One of an apprentice’s flailing fists, by design or accident, struck him in the kidney. Roan gasped in agony and sank slowly to the ground, on fire from the pain in his back. The chief scientist stepped over him, his robe hem slapping Roan in the face.
“You lot,” Brom panted, pointing at the two heads poking out of the sand. “Get those men out, and prepare to leave.”
“No!” Roan protested, bracing himself weakly on his hands and knees. “In the name of the king—”
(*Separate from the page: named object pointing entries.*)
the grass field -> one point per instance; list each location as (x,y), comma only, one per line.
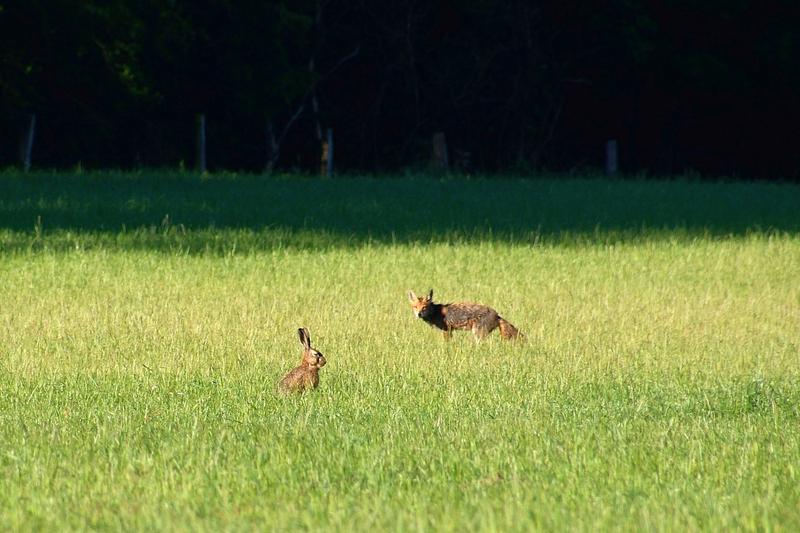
(146,318)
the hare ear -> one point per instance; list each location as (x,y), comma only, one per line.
(305,338)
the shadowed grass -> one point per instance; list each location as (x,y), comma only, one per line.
(227,213)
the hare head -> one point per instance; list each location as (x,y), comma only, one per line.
(312,359)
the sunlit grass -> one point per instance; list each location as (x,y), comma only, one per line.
(659,387)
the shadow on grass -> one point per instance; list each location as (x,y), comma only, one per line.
(225,213)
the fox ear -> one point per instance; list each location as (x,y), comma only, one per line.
(305,338)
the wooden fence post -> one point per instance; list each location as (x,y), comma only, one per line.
(440,151)
(611,157)
(26,142)
(326,161)
(200,158)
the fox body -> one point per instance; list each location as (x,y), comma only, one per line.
(478,318)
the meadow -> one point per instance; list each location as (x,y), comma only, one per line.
(146,318)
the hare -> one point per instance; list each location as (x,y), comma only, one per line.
(305,376)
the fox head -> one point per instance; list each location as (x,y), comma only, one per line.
(421,305)
(311,358)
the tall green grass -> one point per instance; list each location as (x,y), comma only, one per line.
(659,386)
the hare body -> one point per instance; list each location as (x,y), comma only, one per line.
(306,375)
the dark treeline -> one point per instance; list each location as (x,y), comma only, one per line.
(682,85)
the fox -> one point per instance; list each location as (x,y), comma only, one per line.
(478,318)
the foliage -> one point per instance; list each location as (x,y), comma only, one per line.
(683,85)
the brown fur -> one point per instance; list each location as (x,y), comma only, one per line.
(478,318)
(305,376)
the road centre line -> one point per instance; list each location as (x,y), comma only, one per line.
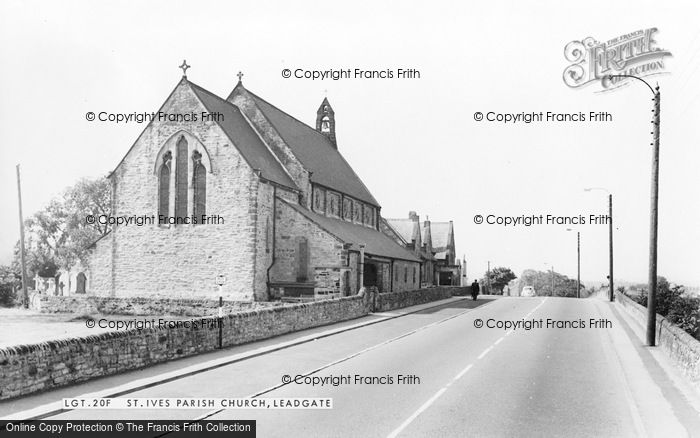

Brom turned and kicked him hard in the belly. Roan fell flat. The apprentices hastily dug at the sand. As soon as the bullies’ arms were free, they helped pull themselves out, swearing colorfully enough to leave streaks on the air.
Willing himself to ignore the pain, Roan forced himself to kneel, then stand up. Brom was waiting a few paces away, the corner of his mouth curled in a smile.
Roan’s rope-staff was on the ground behind Brom. He put his fingers in his mouth and whistled it to him. The rope whisked straight for its master’s hand, upsetting Brom, who fell over backward into the sand with a roar.
“Don’t stand there like statues!” he shouted at his apprentices as he floundered. “Reform!”
“Stay,” Roan commanded them. His voice sounded thin, and he put more force into it. “As of an hour and a half ago, you’re in defiance of the will of the king. Any other action you take is a direct contradiction of his orders.” The young apprentices looked from one to the other, and so did the two big guardsmen. Both Roan and Brom spoke with authority, and they didn’t know which to obey. Roan built on his advantage.